Dull as dishwater. List after list of gingival and periodontal diseases. If you are like me then it becomes difficult to remember them all, probably because in reality we see only a small cross section of these diseases.
Most of us working in practice, even in specialist practice, will mostly be dealing with the chronic inflammatory diseases with the restorative and cosmetic problems associated with the resultant tooth loss. How often do we see Papillon-Lefevre or Ehlers-Danlos?
Additionally, the periodontal diagnostic tools we have at our disposal are fairly basic and therefore the classifications are pretty broad at best. However we need some understanding of classifications. Firstly to help us determine our treatment plans and secondly so that our diagnoses can be recorded for medico-legal purposes.
For the purpose of general practice, we can look at a fairly simple system. Remember, if you see anything you are not sure about refer it for further diagnosis. I fully understand that in the academic world this approach may be vilified but we do have to have something simple, realistic and workable.
I have based this approach on the coalescing of a number of different classifications. For the inflammatory diseases the first steps are fairly basic.
• Is it gingivitis or periodontitis?
• Is the inflammation plaque induced or non-plaque induced?
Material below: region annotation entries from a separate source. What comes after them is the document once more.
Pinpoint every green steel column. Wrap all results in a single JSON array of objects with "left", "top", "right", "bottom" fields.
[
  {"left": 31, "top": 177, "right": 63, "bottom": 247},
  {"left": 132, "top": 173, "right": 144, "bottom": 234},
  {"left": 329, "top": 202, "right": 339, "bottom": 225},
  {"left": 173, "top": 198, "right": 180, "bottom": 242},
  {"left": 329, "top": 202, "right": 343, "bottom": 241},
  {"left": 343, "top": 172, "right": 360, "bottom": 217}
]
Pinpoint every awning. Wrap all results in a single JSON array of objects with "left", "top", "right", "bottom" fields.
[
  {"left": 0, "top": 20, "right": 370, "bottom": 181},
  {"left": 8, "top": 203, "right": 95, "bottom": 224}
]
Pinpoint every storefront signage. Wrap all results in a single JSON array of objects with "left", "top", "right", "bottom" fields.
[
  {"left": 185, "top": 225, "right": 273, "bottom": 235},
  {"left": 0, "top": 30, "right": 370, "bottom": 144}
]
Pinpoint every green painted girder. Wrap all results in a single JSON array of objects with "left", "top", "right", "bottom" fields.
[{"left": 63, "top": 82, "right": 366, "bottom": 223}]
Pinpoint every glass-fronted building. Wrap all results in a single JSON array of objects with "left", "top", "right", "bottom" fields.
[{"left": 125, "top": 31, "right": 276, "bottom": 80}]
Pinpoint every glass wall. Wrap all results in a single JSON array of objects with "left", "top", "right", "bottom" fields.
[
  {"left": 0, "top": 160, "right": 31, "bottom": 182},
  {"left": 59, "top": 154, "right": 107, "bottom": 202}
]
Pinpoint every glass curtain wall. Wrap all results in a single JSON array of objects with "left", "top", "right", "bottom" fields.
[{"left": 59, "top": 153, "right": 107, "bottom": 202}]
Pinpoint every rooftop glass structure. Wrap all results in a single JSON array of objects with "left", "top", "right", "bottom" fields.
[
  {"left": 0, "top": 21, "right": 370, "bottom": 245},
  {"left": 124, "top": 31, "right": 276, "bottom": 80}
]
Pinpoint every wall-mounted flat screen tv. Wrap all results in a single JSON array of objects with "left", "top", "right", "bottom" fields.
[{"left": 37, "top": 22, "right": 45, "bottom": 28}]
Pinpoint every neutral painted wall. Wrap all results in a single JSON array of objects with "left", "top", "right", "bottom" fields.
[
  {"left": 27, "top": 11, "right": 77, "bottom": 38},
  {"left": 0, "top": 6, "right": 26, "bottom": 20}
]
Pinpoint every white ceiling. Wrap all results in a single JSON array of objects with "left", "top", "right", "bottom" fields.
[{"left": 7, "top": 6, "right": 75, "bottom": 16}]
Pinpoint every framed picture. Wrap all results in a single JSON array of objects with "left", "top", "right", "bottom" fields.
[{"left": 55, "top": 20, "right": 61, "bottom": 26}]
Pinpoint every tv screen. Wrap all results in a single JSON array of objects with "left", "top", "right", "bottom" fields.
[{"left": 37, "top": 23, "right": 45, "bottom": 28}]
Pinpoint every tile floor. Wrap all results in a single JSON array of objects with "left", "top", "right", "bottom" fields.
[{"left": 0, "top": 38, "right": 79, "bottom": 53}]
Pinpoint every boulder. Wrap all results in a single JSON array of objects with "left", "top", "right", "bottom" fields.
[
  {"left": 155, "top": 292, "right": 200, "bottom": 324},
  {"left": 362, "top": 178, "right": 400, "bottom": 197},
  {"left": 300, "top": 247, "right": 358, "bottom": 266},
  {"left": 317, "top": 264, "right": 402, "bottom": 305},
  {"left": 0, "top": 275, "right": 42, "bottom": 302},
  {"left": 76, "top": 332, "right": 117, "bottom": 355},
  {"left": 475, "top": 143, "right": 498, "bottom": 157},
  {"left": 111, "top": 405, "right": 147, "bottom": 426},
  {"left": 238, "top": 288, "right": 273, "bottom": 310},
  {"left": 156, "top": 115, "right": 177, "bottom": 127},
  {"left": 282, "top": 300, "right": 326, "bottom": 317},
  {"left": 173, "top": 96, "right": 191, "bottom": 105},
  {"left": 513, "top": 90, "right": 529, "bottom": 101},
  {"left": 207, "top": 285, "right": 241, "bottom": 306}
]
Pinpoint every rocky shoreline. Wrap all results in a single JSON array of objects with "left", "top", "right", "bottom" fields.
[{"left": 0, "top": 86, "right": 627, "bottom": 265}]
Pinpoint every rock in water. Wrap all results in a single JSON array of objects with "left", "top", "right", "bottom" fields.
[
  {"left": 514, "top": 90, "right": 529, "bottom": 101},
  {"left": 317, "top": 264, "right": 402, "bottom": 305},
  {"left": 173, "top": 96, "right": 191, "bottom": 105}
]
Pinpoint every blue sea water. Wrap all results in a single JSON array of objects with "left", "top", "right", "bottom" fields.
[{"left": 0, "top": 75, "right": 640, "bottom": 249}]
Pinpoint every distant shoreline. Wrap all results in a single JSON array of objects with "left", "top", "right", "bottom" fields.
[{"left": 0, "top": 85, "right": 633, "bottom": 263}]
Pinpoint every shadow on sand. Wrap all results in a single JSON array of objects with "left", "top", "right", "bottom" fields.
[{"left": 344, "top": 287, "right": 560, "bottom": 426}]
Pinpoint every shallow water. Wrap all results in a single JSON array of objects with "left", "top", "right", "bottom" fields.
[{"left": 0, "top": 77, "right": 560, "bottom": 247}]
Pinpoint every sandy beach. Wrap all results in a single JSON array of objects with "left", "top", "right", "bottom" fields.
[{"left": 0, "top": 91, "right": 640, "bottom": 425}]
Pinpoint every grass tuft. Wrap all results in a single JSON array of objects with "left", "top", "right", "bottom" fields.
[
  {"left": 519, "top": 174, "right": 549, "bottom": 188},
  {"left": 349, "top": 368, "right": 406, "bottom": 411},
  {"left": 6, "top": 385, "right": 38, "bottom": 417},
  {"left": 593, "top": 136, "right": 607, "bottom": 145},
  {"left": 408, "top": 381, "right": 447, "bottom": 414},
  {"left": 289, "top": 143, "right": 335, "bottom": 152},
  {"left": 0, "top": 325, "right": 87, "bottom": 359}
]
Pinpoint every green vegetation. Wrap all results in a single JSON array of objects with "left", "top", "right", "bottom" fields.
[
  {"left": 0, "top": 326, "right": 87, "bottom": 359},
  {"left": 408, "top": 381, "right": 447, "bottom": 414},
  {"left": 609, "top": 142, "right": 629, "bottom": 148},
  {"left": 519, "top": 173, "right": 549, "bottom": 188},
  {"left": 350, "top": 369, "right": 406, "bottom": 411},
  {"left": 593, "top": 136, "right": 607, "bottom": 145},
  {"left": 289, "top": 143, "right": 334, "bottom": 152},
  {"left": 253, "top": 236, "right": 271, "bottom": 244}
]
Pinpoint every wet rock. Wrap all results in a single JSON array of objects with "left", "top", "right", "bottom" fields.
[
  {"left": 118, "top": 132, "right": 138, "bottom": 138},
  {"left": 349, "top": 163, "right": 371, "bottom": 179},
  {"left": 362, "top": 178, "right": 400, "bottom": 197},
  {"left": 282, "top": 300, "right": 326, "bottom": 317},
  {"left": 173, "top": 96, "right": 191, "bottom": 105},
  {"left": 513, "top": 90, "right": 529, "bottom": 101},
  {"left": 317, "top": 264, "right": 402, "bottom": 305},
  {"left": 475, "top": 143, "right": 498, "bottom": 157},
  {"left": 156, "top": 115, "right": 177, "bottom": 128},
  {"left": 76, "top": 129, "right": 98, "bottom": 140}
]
• Is it localised or generalised?
• Acute or chronic?
• Mild, moderate or advanced?
• Are there any associated risk factors modifying either of these disease processes? Identify and control these.
Pretty basic stuff. Once we have this then we can begin to put some meat on the bones. We can begin to look at the specifics.
I think in the majority of cases the plaque induced diseases pretty much speak for themselves, as does the treatment. For localised gingival swellings you may need to investigate them further to determine the exact nature to differentiate a giant cell epulis from a vascular epulis or pregnancy epulis for example. If the problem clears up with thorough plaque control (maybe with a little corrective surgery) then it is more than likely plaque associated.
For plaque induced periodontal disease, I like to categorise it in a somewhat old-fashioned way but one that is easy to remember – age:
• Early onset
• Juvenile (onset of puberty up to the age of 18)
• Rapidly progressive (onset between 18-35 years old approximately)
• Chronic adult (35 years old and up)
• Refractory. I actually question whether this exists.
The term ‘aggressive’ is now used instead of the term ‘rapidly progressive’.
For non-plaque associated diseases, whether it be gingival or periodontal, simply think in terms of the following:
• The catch all – non-specific.
A few additional things to throw in for completion are the necrotising conditions, abscesses and perio-endo lesions. This is a basic way of looking at classifications and covers more than you are likely to see on a day-to-day basis. If unsure, get a second opinion.